I have goals. Personal, professional, and creative. But I also have a life, and it’s happening right now. It’s this woman sleeping and breathing steadily next to me as I type this. It’s the prolonged cortisol rush fucking with my system because I’m nervous about the book I just delivered to the editor and I don’t know what’s going to happen. It’s the intense satisfaction of my fingertips making these keys click and seeing a blank space slowly filled in with words. It’s the constant pain I live with because of poor choices and necessary choices I made with my body years ago. It’s my itchy scalp. It’s the terrible and exhilarating uncertainty of what comes next.
I’m still here, and I get to revel in and agonize over all of these stupid little things if I only take the time to do so, and that’s an unspeakable luxury.

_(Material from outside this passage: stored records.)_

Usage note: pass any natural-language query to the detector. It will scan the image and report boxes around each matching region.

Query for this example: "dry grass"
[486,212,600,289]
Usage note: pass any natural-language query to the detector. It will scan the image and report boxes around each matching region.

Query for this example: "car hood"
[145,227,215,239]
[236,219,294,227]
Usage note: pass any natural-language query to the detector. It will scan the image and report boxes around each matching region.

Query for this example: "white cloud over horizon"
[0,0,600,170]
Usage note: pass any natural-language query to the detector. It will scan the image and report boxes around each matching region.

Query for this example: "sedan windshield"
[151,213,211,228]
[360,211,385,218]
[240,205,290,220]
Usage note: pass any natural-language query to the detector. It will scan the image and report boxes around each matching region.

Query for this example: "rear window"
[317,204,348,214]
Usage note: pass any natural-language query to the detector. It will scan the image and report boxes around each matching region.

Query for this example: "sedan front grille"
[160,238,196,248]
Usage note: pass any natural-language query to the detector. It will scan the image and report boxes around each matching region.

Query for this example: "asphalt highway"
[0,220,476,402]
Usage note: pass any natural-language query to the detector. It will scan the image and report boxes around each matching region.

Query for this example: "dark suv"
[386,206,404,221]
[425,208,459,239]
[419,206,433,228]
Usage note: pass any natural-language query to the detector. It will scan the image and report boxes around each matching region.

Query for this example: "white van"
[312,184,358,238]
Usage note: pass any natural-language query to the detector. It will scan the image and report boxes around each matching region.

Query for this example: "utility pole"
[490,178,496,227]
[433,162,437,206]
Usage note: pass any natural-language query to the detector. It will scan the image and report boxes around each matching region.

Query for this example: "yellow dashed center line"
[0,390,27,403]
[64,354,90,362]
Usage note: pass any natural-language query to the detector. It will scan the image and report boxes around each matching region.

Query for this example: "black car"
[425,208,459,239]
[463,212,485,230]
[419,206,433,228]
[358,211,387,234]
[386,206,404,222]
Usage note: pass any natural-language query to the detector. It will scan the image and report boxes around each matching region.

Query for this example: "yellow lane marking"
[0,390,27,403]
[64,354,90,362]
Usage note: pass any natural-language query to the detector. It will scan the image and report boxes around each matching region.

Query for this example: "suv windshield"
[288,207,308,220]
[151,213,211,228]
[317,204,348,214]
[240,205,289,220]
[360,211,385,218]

I’m going to write a lot in the New Year and try to make more money doing so than I did this year and move in with my girlfriend and eventually propose to her and see more of my friends and family and create more things from nothing.
I want to do all of those things, and I will, but I’m going to try to appreciate each thing as it happens simply for what it is and not where I hope it will all lead.
If I have a real goal beyond reaching the end of 2015, that’s my goal.
In summation: I’m content with who I am, if not wholly content in all aspects of where I am in life. I love the person I’m with. I’m proud of the work I’ve done and hopeful about the work I will do. And ultimately I realize the dead don’t need us to mourn, but the living do need us to try harder and do better.
I’m still here.
This is how it ends.
Congratulations on making it, folks. I mean that.